German and British opposition could hurt plan to cut taxes for innovative companies - Finance Minister
Finance Minister Michael Noonan has signalled that German and UK opposition could hamper plans for a so-called "knowledge development box" announced in the Budget.
The scheme, which would cut taxes for innovative companies, will be implemented as part of next year's Budget, the minister said, even though the so-called "double Irish" tax loophole it is supposed to replace expires next month.
The knowledge development box would allow companies generous tax breaks based on their intellectual property rights.
It is intended to encourage local companies to develop and sell products based on their patents and to attract the research and development units of foreign companies.
Germany and Britain said last month they will seek backing from other countries for a deal to ensure tax breaks based on patented research apply only in the country where the research and innovation takes place.

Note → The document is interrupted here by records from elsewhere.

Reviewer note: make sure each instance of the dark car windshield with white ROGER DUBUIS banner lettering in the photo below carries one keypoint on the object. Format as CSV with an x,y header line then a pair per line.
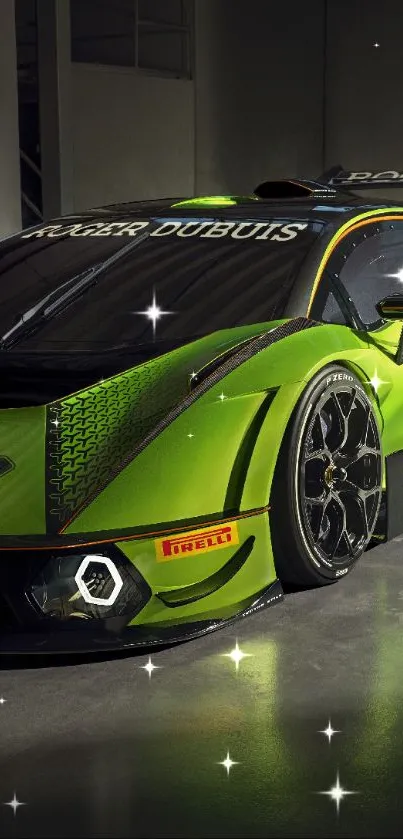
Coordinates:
x,y
179,279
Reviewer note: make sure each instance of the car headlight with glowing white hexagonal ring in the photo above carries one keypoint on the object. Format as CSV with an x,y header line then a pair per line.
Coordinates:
x,y
88,586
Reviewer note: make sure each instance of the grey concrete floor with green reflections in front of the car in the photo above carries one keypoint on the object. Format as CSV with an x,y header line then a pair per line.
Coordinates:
x,y
100,749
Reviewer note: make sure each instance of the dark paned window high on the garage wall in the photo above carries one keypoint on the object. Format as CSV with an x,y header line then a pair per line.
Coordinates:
x,y
147,34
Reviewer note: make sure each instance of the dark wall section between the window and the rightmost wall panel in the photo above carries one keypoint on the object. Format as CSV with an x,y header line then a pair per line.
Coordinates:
x,y
259,92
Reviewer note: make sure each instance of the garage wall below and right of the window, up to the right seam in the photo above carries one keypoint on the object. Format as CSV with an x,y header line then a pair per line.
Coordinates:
x,y
139,136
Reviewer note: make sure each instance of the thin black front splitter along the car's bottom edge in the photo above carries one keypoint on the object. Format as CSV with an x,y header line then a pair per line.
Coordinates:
x,y
88,640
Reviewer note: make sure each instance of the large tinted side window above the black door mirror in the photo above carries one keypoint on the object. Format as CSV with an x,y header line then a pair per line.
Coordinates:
x,y
372,267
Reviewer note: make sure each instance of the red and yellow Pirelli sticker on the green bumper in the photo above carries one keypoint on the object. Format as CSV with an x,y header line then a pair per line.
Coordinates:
x,y
197,542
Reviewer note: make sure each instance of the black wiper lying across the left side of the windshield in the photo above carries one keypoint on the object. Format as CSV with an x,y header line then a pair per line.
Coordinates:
x,y
54,303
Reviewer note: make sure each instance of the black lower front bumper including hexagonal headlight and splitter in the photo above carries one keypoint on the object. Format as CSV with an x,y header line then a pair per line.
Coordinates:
x,y
34,620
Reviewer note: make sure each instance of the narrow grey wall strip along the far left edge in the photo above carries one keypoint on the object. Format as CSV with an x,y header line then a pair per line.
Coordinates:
x,y
10,207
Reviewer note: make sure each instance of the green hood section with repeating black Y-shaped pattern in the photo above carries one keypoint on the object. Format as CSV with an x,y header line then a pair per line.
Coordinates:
x,y
92,433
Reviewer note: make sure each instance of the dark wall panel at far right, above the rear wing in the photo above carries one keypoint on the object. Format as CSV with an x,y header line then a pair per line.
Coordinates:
x,y
364,114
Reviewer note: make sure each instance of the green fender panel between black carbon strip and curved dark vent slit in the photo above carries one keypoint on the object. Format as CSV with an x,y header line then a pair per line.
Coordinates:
x,y
177,477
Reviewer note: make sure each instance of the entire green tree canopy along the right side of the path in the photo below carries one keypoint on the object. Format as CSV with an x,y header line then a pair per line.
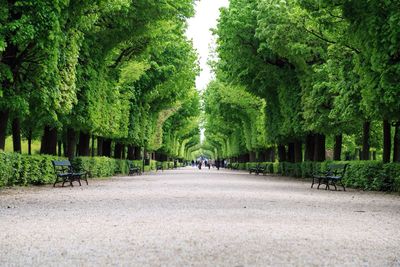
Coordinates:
x,y
324,71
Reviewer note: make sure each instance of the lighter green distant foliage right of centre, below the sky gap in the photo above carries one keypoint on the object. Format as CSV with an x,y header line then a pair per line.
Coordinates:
x,y
234,119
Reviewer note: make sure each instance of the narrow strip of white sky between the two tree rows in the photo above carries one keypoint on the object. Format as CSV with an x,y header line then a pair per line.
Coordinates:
x,y
207,13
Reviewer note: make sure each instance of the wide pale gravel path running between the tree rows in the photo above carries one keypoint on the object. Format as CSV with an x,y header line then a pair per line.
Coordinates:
x,y
198,218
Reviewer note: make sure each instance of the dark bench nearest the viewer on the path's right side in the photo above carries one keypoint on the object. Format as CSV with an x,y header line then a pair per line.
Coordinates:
x,y
332,176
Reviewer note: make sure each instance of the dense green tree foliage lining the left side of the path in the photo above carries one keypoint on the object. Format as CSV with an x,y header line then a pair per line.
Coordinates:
x,y
115,69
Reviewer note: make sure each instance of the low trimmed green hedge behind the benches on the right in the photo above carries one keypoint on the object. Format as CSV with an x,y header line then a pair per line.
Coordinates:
x,y
365,175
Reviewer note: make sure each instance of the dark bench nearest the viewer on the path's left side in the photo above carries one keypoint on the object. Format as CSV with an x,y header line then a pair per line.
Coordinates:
x,y
64,171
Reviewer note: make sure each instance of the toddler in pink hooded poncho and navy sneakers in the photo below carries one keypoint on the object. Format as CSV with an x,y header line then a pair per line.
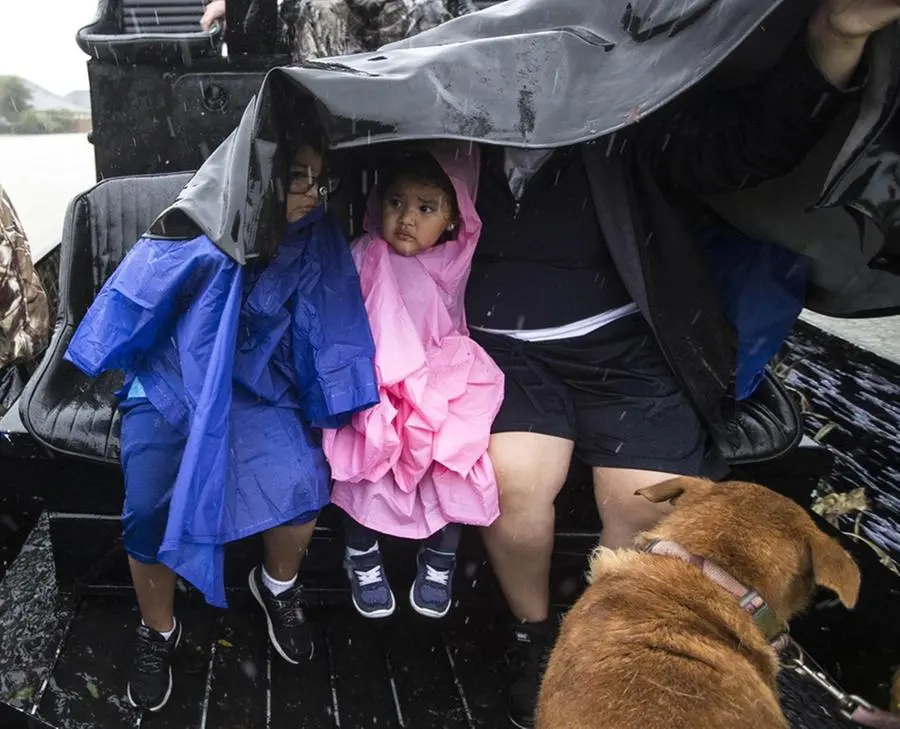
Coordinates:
x,y
416,464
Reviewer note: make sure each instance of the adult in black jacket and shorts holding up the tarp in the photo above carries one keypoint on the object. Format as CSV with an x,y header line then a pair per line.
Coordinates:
x,y
589,292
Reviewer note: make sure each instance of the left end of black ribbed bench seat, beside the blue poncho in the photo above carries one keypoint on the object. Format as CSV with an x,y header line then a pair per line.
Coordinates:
x,y
62,408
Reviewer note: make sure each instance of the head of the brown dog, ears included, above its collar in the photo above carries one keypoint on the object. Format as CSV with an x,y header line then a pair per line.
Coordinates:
x,y
763,539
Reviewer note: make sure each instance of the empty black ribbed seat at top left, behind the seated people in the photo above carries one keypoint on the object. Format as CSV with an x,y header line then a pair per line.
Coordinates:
x,y
149,31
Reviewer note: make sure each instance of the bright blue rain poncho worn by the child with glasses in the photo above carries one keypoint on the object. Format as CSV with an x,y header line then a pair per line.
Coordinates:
x,y
243,361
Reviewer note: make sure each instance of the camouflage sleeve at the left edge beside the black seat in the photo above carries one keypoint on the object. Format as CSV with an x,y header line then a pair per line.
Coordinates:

At a corporate tax conference organised by the Institute for International and European Affairs yesterday, Mr Noonan said it appeared qualifying for the tax break would be determined by whether a certain percentage of a company's research and development staff worked locally.

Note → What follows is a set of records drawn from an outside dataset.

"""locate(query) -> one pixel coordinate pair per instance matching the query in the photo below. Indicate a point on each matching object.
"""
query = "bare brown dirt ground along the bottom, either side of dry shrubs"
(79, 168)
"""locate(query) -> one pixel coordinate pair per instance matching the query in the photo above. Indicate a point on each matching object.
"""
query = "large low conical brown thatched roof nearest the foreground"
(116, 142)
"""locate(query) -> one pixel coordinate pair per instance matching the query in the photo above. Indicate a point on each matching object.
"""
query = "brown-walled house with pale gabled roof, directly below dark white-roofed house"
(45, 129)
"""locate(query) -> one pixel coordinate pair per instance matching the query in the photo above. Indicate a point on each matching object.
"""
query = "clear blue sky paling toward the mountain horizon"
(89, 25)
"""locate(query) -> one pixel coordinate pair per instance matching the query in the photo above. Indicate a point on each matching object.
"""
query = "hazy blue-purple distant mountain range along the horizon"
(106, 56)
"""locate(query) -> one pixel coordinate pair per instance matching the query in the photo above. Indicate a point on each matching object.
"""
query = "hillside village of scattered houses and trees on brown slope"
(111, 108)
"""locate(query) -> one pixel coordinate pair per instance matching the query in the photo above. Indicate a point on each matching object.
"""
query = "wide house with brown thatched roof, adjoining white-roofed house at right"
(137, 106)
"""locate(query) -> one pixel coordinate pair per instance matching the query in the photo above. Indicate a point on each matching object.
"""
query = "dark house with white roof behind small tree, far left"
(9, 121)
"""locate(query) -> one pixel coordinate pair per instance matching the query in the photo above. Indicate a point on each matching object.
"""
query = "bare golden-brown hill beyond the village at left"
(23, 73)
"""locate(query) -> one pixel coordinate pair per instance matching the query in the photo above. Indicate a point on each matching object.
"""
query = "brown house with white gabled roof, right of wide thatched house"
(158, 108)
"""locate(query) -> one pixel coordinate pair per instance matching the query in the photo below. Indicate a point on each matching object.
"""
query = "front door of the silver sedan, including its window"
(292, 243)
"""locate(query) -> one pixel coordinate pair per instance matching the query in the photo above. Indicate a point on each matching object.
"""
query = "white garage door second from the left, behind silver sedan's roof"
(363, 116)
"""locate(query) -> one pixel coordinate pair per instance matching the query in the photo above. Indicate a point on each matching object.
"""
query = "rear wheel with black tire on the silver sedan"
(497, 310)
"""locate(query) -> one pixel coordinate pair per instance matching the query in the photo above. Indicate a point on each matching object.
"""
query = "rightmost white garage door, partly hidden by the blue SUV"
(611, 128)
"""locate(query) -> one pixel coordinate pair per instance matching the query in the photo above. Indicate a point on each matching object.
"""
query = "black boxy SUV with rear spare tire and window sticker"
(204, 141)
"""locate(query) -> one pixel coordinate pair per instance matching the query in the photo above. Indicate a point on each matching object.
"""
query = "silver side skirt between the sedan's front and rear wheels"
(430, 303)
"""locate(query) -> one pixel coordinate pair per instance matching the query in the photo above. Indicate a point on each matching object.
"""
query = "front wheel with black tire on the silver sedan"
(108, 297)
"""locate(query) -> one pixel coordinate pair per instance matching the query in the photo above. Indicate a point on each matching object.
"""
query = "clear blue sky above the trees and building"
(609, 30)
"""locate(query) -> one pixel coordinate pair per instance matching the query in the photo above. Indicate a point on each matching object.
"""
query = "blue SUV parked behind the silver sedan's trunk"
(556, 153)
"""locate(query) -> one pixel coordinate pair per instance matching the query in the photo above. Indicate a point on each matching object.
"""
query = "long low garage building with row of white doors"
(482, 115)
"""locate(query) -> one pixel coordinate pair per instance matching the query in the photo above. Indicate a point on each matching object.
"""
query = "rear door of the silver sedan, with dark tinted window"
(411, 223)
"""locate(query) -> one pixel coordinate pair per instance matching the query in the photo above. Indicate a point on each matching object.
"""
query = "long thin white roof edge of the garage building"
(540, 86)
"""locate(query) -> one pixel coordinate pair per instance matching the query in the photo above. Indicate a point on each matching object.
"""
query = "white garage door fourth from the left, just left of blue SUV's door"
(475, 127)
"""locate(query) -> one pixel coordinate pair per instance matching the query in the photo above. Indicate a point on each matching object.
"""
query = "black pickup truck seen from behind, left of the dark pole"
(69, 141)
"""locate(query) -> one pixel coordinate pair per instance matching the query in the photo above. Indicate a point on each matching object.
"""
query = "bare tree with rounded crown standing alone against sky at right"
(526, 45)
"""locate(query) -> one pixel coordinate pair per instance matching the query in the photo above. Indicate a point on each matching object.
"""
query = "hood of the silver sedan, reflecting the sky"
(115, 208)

"This approach on the one hand fits into Ireland's core value of attracting substance," he said.
"However, on the other hand, I do have concerns that such an approach, if designed too tightly, would have the potential to limit the scope for use by smaller countries.
"Would this represent a fair reform? I don't think so. Further discussion is both planned and necessary."

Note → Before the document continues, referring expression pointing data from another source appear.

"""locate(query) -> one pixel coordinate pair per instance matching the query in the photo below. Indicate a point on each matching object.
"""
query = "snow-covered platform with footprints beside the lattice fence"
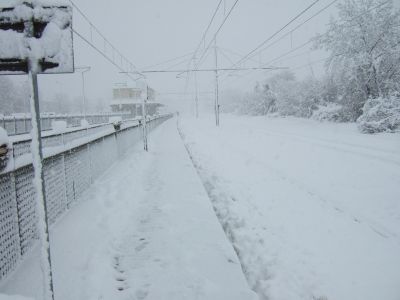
(146, 230)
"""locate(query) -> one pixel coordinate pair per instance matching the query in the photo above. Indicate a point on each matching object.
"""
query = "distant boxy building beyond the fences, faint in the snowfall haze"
(128, 99)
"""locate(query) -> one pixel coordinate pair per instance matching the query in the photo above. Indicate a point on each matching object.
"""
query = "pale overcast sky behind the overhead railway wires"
(152, 31)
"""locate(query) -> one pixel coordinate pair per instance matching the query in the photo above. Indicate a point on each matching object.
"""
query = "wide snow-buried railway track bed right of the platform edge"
(313, 209)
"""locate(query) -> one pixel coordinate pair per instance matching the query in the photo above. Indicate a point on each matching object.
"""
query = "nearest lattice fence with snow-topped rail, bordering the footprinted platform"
(70, 167)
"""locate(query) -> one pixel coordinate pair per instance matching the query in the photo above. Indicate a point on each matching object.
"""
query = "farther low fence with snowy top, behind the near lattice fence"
(21, 124)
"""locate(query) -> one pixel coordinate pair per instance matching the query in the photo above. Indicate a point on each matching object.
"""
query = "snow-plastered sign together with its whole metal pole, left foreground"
(29, 35)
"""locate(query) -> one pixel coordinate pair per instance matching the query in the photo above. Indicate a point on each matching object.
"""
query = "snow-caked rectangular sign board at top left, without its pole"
(36, 30)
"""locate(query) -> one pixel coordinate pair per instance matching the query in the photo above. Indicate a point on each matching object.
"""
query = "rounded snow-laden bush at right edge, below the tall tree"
(380, 114)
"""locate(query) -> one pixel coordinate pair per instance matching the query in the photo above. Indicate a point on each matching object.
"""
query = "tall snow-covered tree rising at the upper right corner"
(364, 47)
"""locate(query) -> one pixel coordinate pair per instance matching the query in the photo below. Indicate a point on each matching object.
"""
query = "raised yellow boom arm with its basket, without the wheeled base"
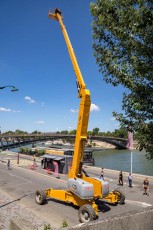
(84, 94)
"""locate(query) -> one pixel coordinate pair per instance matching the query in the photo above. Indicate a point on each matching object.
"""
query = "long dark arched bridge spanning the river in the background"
(10, 141)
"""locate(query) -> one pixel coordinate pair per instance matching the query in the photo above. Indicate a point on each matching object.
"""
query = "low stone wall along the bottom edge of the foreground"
(138, 220)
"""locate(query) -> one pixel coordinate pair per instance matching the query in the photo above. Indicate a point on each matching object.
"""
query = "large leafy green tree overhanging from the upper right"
(123, 48)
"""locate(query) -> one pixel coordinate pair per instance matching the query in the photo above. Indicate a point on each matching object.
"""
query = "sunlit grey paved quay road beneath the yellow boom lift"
(20, 184)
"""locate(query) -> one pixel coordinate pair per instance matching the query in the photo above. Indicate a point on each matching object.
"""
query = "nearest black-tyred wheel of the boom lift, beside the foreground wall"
(86, 213)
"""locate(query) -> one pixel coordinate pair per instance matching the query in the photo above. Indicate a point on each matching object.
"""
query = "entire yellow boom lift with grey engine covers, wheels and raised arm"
(83, 191)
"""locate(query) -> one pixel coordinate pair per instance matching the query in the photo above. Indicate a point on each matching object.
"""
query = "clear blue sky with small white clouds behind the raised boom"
(34, 58)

Meanwhile, Mr Noonan also said that he welcomed the Base Erosion and Profit Shifting (Beps) project from the OECD, but he said he has some concerns. He said Beps must not be about giving big countries advantages over small countries, and must not be used to single out US multinationals.
"If Beps took this course, it would be playing to the gallery and not be focused on real tax reform," he said.
Mr Noonan also said he would welcome moves to allow Northern Ireland to lower its corporate tax rate to 12.5pc to better compete with the Republic.
It has been speculated that UK Chancellor George Osborne could announce the move in his autumn statement today.